Urban Expansion & Slum Creation

Victorian Slum Housing

It is difficult to imagine the rate of urban expansion that occured in the C19th.

    • Urban expansion in Britain was the result of the Industrial Revolution and mass unemployment in rural areas, forcing people to seek work in new industries in the shape of factories and workshops.
    • Industrial expansion and the coming of the railways, created hubs of employment around which housing grew up. neighbourhoods around a specific industry grew and a totally new way of living developed.

In Britain in 1850, only London had a population that exceeded 500,000, within fifty years it had been joined by Glasgow, Birmingham and Manchester.

    • This influx into the cities by people seeking work, usually poor and malnourished to boot, outstripped the infrastructure to support them.
    • Housing, sanitation and food supply could not meet the growing demand and population growth was checked by death from disease and malnutrition.
    • Filth in the air, the water and pestilence ensured a miserable existence for those agricultural migrants.
    • The prospect of the workhouse or starvation drove them into the urban areas but they soon found that life had put them between a rock and a hard place.
    • The word ‘slum’ evolved into common usage to describe the appalling housing conditions. Originally a word used to describe a place of ‘slumber, a resting place away from home’, it took on a totally different meaning in the filthy narrow alley ways of the cities.
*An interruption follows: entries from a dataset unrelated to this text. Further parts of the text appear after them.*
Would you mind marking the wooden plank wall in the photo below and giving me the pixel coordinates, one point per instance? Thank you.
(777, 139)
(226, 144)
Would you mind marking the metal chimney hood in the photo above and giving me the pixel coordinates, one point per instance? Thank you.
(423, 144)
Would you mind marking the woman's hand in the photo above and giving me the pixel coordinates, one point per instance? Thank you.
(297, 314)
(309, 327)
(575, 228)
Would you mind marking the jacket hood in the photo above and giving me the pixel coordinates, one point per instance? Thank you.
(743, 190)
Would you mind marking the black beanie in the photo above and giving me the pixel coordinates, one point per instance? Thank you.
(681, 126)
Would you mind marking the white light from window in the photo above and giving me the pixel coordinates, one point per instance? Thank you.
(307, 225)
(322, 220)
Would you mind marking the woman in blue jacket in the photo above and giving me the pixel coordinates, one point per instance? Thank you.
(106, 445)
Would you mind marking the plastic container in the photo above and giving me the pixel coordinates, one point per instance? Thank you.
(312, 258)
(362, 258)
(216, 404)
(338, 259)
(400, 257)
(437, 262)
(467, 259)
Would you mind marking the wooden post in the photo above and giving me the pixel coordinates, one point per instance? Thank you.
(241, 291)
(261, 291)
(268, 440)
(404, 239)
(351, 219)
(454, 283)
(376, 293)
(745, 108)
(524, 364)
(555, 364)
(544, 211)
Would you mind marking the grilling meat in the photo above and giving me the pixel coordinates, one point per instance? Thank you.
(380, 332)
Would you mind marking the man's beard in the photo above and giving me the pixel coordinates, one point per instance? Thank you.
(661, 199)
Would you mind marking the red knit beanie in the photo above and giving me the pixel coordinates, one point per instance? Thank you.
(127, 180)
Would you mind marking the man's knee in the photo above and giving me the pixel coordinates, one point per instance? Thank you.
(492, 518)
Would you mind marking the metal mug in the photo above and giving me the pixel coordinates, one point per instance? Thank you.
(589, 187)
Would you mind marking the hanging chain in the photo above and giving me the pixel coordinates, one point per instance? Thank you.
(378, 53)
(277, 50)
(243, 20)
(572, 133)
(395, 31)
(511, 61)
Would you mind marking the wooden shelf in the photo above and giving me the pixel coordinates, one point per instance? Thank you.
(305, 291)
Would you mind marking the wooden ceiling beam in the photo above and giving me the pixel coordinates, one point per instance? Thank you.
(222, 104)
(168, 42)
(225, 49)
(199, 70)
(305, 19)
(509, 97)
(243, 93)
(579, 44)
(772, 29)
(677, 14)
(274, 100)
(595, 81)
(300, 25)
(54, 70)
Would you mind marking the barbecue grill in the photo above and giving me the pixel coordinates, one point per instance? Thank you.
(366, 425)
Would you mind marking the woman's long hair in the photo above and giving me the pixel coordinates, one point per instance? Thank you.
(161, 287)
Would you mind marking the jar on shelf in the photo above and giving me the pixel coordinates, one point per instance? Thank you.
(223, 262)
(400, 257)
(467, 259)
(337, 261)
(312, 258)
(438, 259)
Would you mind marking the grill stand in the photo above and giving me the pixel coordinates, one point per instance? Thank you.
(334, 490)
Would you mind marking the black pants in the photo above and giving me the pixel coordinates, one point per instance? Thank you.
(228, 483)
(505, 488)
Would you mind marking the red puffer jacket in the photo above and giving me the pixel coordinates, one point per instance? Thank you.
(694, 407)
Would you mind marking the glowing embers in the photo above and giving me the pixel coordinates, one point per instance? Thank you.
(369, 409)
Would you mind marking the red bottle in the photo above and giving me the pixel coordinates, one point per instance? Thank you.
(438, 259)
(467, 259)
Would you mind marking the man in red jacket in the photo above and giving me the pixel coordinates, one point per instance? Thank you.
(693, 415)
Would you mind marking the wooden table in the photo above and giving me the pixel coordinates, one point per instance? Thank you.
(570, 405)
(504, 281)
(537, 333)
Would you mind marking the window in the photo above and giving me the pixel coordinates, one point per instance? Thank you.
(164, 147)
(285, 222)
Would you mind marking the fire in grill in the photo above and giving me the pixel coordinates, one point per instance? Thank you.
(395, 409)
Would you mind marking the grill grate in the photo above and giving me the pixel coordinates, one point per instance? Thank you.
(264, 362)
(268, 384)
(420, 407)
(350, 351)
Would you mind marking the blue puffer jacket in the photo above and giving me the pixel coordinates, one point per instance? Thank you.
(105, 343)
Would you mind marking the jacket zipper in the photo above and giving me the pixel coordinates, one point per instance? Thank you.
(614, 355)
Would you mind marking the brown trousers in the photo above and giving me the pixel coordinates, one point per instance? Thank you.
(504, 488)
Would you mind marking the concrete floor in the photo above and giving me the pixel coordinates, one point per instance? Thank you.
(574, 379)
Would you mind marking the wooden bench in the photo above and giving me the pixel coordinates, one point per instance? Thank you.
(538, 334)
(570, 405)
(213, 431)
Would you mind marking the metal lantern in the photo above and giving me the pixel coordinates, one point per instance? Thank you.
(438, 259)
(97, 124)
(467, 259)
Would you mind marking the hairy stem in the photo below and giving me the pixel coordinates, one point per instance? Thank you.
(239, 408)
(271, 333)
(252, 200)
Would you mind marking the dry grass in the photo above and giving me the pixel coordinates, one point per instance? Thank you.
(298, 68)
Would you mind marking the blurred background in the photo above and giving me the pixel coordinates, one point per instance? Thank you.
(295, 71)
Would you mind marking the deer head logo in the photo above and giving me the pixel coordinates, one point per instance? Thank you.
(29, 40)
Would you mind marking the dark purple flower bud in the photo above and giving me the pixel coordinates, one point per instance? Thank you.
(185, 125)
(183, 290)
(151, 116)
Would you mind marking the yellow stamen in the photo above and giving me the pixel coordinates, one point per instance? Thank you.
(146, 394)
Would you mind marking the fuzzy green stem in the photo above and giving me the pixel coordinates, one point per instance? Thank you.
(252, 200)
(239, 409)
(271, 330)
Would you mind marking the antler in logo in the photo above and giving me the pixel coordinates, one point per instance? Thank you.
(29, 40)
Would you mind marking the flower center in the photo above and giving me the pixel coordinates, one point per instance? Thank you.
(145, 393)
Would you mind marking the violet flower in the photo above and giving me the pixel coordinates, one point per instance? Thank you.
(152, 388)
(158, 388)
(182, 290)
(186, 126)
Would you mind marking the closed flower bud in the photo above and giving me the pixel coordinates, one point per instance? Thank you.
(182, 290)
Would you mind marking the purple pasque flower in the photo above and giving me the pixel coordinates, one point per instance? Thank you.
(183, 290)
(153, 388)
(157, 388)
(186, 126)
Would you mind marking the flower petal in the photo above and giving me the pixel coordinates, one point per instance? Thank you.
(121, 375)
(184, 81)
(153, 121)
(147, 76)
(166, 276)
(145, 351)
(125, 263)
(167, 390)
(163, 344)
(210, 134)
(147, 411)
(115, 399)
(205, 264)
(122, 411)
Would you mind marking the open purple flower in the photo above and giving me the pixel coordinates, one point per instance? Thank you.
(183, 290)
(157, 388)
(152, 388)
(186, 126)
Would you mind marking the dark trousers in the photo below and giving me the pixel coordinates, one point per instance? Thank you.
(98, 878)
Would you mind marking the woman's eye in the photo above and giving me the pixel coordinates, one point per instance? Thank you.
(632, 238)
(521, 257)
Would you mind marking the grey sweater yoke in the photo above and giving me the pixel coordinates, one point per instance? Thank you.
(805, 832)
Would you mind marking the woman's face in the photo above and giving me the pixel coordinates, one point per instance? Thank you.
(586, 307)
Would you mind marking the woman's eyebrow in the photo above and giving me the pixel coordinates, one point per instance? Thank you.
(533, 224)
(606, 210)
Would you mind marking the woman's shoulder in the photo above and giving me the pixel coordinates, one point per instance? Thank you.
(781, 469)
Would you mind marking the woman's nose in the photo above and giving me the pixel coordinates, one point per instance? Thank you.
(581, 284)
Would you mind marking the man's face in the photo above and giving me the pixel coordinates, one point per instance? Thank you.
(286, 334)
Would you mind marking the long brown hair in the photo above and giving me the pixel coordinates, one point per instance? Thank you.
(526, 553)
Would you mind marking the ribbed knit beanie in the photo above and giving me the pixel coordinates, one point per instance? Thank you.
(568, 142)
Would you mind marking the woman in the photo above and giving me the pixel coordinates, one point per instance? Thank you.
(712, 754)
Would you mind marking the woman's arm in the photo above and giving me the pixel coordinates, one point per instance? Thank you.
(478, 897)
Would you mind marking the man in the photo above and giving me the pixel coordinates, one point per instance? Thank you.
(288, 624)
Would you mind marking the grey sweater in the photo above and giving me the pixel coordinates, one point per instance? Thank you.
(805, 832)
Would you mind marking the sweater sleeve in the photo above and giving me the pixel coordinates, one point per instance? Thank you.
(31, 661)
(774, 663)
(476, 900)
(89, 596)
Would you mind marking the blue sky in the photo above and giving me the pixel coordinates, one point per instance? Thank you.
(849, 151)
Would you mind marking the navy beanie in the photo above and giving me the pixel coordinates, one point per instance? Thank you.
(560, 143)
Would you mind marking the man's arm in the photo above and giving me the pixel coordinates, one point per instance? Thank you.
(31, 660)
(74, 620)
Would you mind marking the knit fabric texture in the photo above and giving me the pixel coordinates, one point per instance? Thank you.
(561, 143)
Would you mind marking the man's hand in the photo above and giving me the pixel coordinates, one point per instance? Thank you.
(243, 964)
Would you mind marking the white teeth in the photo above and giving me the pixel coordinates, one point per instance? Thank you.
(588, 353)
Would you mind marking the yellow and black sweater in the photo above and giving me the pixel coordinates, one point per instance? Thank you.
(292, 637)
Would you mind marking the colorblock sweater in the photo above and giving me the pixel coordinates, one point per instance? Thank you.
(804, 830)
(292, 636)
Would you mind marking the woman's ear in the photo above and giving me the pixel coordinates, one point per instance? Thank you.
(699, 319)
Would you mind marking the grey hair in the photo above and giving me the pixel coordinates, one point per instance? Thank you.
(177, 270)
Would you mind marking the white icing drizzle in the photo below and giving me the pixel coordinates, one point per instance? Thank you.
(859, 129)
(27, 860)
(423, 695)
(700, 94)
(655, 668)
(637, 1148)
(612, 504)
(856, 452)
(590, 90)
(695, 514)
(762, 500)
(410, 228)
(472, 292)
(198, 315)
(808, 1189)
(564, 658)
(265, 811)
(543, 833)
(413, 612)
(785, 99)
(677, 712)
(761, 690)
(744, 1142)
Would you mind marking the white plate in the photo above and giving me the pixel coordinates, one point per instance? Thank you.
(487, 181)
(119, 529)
The appalling conditions of workers in cotton mills in Manchester drove Friederich Engels to write ‘The Conditions of the Working Class in 1844’, this was a work of incredible importance and was hugely influential in the work of Karl Marx and provided vital information for the development of the social movement.

It added yet more weight to those concerned with health and sanitation reform.

Urban growth and the conditions it forced had to be addressed. Change was afoot.